Investigators have in recent weeks been interviewing healthcare industry representatives in sectors where UnitedHealth competes, including doctor groups, the report said.
During their interviews, investigators have asked about issues including certain relationships between the company’s UnitedHealthcare insurance unit and its Optum health services arm, which owns physician groups, among other assets.
UnitedHealth’s unit, Optum Health, offers a range of healthcare solutions, from pharmacy benefit management to financial consultation and mental health support.
Americans are facing soaring healthcare costs, with the estimated healthcare spending per person standing at about $13,493 in 2022, according to federal data released late last year.
The Biden administration has made lowering drug prices a priority. It passed the first U.S. drug pricing legislation ever in the Inflation Reduction Act last year, and has since turned its sights on pharmacy benefit manager middlemen.

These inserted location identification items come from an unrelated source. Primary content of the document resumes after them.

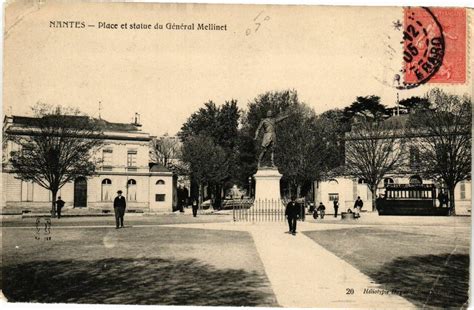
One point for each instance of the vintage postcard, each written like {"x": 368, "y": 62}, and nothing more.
{"x": 236, "y": 155}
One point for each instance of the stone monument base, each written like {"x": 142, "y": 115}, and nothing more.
{"x": 267, "y": 184}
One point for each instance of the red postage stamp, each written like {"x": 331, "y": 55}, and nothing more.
{"x": 434, "y": 42}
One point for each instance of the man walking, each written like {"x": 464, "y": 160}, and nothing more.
{"x": 358, "y": 206}
{"x": 59, "y": 206}
{"x": 119, "y": 209}
{"x": 322, "y": 210}
{"x": 336, "y": 206}
{"x": 195, "y": 206}
{"x": 292, "y": 212}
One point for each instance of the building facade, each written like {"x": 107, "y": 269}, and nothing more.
{"x": 125, "y": 165}
{"x": 346, "y": 189}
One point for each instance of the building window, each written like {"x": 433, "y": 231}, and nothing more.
{"x": 160, "y": 197}
{"x": 415, "y": 180}
{"x": 106, "y": 190}
{"x": 132, "y": 190}
{"x": 132, "y": 158}
{"x": 414, "y": 158}
{"x": 463, "y": 190}
{"x": 27, "y": 194}
{"x": 387, "y": 181}
{"x": 107, "y": 159}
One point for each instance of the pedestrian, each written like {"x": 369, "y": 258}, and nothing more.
{"x": 59, "y": 206}
{"x": 315, "y": 213}
{"x": 195, "y": 207}
{"x": 336, "y": 206}
{"x": 119, "y": 209}
{"x": 358, "y": 204}
{"x": 441, "y": 198}
{"x": 292, "y": 212}
{"x": 322, "y": 210}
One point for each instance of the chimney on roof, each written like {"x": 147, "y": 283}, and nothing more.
{"x": 136, "y": 120}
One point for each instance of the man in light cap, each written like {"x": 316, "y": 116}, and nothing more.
{"x": 119, "y": 209}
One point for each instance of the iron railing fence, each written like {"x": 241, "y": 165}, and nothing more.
{"x": 272, "y": 210}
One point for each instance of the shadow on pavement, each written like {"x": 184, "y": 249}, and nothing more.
{"x": 428, "y": 280}
{"x": 135, "y": 281}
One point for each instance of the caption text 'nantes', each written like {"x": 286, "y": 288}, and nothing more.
{"x": 138, "y": 26}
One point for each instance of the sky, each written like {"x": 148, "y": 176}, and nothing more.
{"x": 329, "y": 55}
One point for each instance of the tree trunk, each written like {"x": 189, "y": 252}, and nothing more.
{"x": 298, "y": 190}
{"x": 451, "y": 200}
{"x": 53, "y": 202}
{"x": 373, "y": 191}
{"x": 200, "y": 194}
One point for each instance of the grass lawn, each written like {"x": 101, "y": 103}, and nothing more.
{"x": 430, "y": 265}
{"x": 130, "y": 219}
{"x": 135, "y": 265}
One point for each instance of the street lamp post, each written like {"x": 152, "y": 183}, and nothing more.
{"x": 250, "y": 187}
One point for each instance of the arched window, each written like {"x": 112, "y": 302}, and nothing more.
{"x": 415, "y": 180}
{"x": 106, "y": 190}
{"x": 160, "y": 191}
{"x": 132, "y": 190}
{"x": 387, "y": 181}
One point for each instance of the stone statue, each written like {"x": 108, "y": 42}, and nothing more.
{"x": 269, "y": 135}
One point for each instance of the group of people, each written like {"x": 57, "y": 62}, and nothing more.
{"x": 293, "y": 211}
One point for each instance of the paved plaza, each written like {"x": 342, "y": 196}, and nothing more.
{"x": 215, "y": 261}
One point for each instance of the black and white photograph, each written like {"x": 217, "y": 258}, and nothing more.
{"x": 236, "y": 155}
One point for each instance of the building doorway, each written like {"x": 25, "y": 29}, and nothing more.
{"x": 80, "y": 193}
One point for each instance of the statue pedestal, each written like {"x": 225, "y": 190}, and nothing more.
{"x": 267, "y": 184}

Lawmakers and the Federal Trade Commission (FTC) have been investigating the role of these middlemen in rising healthcare costs. Several bills have been in the works since last year that would require them to make their business dealings public, including the fees they earn on transactions.
The WSJ also reported that the DOJ is examining the company’s Medicare billing practices to see if doctors are aggressively characterizing their patients illnesses to wrongly increase payments from the government.
Investigators have asked about possible impacts of the company’s doctor-group acquisitions on rivals and consumers, the WSJ report said, citing the people.
The company also competes with CVS Health and Cigna that offer health insurance plans along with pharmacy benefit management (PBM) businesses.
The DoJ has previously sued to stop UnitedHealth Group’s acquisition of Change Healthcare in February 2022, but completed the buyout later that year.
An outage due to a cybersecurity attack at billing and data systems provider Change Healthcare has caused disruptions across healthcare businesses in the United States since last week.
The DoJ and UnitedHealth declined to comment.
Shares of the company closed 2.3% lower.
Examiner Media reported on Monday, citing an internal email, that UnitedHealth received a notice from the DoJ last October, saying it had begun a “non-public antitrust investigation into the company”.